Football: Finnegan’s extra-large size should give teams headaches

GARRET MEADE PHOTO | Owen Finnegan brings size and added credibility to the Porters' offensive line.
GARRET MEADE PHOTO | Owen Finnegan, a senior transfer from Bishop McGann-Mercy, brings size and added credibility to the Porters’ offensive line.

The mistake was entirely understandable. Jack Martilotta had never seen Owen Finnegan before and didn’t know who he was. So, when on the first day of practice, the Greenport/Southold/Mattituck football coach saw Finnegan, from a distance, wearing shorts and a T-shirt, he naturally assumed that Finnegan was an adult, an extra-large adult.

“I didn’t even realize he was a kid,” Martilotta said. “I’m not used to seeing them that big.”

Finnegan, who has transferred from Bishop McGann-Mercy Diocesan High School to Mattituck High School for his senior year, is no pipsqueak, that’s for sure.

He is 6-foot-5. And his weight? “It’s debated, but we’ll go with 275,” he said.

Finnegan is the biggest player on the team and a big piece of an offensive line that may prove to be the largest among teams in Suffolk County Division IV. “It’s the biggest line I’ve ever been a part of,” he said. “It’s probably 1,500 pounds combined weight.”

Although he is entering 12th grade, Finnegan has yet to make his varsity debut. He had played in the Porters’ program when he was an eighth-grader. The next two years he played for McGann-Mercy’s junior varsity team. He was ready to hit the varsity scene last year for the Monarchs when, a week before the season started, he suffered a concussion during a five-way scrimmage in Mount Sinai.

“I lost a season because of it,” he said. “I didn’t fully recover for like five months.
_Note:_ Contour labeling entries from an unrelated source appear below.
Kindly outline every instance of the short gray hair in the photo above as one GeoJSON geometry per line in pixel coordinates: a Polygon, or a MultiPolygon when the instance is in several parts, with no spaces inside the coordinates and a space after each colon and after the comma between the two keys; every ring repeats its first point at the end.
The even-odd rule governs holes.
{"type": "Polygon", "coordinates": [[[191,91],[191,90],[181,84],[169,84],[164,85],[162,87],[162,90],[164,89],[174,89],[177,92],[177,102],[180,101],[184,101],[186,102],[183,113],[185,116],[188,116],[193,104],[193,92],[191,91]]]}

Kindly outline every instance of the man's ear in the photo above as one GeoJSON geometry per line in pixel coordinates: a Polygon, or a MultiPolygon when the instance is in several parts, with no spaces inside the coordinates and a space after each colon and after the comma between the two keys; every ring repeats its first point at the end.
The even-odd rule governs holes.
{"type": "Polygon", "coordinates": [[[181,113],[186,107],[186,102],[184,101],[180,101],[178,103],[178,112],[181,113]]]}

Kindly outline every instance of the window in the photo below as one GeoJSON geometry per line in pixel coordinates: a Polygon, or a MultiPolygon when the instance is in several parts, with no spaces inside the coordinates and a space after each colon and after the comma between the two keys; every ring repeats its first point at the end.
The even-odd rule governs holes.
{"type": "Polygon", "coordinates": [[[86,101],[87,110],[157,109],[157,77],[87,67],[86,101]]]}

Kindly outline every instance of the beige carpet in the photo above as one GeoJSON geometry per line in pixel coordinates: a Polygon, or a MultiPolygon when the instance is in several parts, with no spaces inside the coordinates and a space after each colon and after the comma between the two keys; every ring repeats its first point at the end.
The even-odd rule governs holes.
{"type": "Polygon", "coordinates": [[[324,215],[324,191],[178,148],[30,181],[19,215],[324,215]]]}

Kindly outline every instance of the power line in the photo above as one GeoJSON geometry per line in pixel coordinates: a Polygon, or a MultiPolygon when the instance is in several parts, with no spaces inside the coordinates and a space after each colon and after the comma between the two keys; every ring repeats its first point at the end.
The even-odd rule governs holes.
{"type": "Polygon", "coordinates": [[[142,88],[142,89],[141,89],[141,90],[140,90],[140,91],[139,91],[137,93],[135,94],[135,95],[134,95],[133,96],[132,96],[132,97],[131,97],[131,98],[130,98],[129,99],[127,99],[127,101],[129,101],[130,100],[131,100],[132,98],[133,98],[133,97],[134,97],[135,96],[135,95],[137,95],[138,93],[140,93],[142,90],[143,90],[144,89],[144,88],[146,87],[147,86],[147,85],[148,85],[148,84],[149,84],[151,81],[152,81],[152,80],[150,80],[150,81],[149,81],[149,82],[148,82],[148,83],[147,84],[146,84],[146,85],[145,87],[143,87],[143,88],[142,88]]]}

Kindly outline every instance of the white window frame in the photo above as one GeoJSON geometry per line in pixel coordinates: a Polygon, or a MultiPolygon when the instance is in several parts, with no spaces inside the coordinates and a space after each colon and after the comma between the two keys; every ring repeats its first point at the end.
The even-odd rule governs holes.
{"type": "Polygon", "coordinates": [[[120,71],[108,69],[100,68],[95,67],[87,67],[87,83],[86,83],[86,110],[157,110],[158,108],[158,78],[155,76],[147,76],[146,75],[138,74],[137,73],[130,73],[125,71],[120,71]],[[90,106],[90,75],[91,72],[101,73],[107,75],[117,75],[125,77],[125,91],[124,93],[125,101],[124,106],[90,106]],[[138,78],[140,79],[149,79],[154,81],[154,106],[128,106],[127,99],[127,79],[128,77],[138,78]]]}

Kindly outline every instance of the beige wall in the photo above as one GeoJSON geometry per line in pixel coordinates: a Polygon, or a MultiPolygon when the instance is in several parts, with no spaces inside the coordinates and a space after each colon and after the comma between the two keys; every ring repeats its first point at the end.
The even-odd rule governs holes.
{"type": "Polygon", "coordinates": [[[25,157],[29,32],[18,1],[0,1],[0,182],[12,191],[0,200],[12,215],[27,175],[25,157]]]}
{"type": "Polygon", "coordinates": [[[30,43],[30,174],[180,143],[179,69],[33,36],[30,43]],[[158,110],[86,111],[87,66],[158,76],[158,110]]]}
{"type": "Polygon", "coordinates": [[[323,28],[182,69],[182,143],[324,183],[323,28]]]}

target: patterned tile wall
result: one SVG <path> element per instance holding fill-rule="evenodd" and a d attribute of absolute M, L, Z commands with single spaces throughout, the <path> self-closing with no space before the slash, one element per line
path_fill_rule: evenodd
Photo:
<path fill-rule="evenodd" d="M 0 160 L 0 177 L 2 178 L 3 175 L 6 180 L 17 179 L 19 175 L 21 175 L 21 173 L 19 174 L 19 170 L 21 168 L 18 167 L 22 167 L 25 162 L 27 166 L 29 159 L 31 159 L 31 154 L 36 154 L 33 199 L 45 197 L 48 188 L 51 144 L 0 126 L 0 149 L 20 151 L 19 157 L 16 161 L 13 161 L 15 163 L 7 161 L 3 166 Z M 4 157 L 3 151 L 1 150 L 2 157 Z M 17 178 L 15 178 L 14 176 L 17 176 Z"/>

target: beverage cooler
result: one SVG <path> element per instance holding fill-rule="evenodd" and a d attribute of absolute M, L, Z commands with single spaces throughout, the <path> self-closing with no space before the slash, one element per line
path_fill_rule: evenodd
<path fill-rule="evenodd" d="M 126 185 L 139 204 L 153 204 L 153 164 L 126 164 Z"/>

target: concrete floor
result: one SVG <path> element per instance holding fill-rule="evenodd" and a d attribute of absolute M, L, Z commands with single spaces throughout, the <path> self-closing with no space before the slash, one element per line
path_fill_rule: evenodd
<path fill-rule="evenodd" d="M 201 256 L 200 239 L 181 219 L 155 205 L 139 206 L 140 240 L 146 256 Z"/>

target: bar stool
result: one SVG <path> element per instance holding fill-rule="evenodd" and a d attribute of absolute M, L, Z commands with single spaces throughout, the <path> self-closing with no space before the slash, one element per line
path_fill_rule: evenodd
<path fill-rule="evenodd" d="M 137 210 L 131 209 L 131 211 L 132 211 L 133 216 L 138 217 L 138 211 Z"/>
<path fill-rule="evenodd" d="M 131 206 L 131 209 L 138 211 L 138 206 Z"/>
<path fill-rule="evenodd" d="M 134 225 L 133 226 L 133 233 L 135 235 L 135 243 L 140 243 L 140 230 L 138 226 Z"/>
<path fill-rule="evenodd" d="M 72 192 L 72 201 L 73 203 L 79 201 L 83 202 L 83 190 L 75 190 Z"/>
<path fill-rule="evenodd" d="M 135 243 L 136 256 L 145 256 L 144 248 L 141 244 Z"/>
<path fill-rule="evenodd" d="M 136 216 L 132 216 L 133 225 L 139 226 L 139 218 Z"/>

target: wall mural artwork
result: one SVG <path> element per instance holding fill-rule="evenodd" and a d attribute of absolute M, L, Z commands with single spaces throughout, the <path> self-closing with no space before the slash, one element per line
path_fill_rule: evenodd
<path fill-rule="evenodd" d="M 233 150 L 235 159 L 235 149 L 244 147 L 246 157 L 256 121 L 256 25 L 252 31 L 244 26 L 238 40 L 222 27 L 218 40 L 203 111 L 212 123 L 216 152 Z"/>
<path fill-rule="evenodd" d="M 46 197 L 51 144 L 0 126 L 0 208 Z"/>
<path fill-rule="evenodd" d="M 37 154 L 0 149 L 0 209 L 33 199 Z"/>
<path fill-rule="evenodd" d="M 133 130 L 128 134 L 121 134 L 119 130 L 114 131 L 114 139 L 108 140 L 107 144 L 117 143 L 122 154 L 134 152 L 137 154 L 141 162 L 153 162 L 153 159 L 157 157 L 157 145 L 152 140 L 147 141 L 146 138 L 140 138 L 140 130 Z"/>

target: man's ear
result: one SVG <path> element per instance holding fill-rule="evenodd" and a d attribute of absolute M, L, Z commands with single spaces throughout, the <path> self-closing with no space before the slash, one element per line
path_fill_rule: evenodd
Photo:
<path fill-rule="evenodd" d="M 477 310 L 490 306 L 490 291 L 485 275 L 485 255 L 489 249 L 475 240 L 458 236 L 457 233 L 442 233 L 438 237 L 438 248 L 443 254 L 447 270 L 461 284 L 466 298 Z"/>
Going to school was rough.”

Finnegan said he also dealt with a concussion when he was a freshman.

GARRET MEADE PHOTO | Joe O'Brien, who sat out last season because of a bout with mononucleosis, is penciled in at one of the offensive line positions.
GARRET MEADE PHOTO | Joe O’Brien, who sat out last season because of a bout with mononucleosis, is penciled in at one of the offensive line positions.

Asked if concussions are an occupational hazard for linemen, Finnegan replied: “I think it all comes down to technique, and my technique was not as good as it should have been, and that’s on me. It’s not on my coaching or anything.”

This season the Porters expect to give opponents headaches with Finnegan and the rest of their full-size offensive line.

While the lineup hasn’t been set in stone, Martilotta said, the way things stand now, Finnegan is the projected starting center. Joe O’Brien, a senior who didn’t play last year because he had mononucleosis, and senior Cody Fisher are slotted at the offensive tackle positions, with Willie Riggins, a junior, at guard. Martilotta said there is some good competition for the other guard spot, with seniors Connor Andersen and John Bakowski under consideration along with a few good-looking juniors.

What it all adds up to is the belief that running back Frank Sierra should have some nice holes to run through. “All of a sudden we have pieces in front of him,” said Martilotta.

Riggins has liked what he has seen from the offensive line so far.

“We have good enough linemen this year that we should dominate, hopefully,” he said before the Porters concluded their two-a-day practices on Friday at Greenport High School. “Owen’s looking pretty damn good. I think that all the offensive linemen are stronger than last year, and we got 10 times better.”

Finnegan is the new kid on the block, in a manner of speaking, but he is hardly a stranger. Because of his concussion history, he said, he was initially hesitant about returning to football, but he was encouraged by friends and current teammates like Connor Malone, Gene Allen and Sal Loverde. “It’s the best decision I made so far,” he said.

How has preseason training camp gone for Finnegan?

“I could do better,” he said, “but I’m doing the best that I can and by the season I should be tip-top and ready to go.”

Finnegan’s size alone brings him almost instant credibility at the high school level, especially in Division IV where undersize linemen are fairly common.

Outfitting Finnegan proved to be an issue, though. “Any time you got to order bigger shoulder pads and jerseys than anything you have in the basement, that is a nice problem to have,” said Martilotta.

“He moves well,” the coach continued. “We’ve got some pieces to work on with him as far as his technique goes, but he’s a very good kid. He’s aggressive. He’s just large enough that he’s going to be somebody that all teams are going to have to account for. There aren’t many kids that look like that.”

Finnegan said the Porters and the Monarchs, who will not play each other in the regular season, share a number of similarities, such as the closeness of the players. The personalities of the teams, however, are different, he said, and the Porters are more blue collar. “I like that,” he said.

Meanwhile, concern over Finnegan’s multiple concussions lingers.

“It’s in the back of my mind,” he said, “but if I’m worried about it, it’s going to end up happening, so the best thing to do is just ignore it and see what happens.”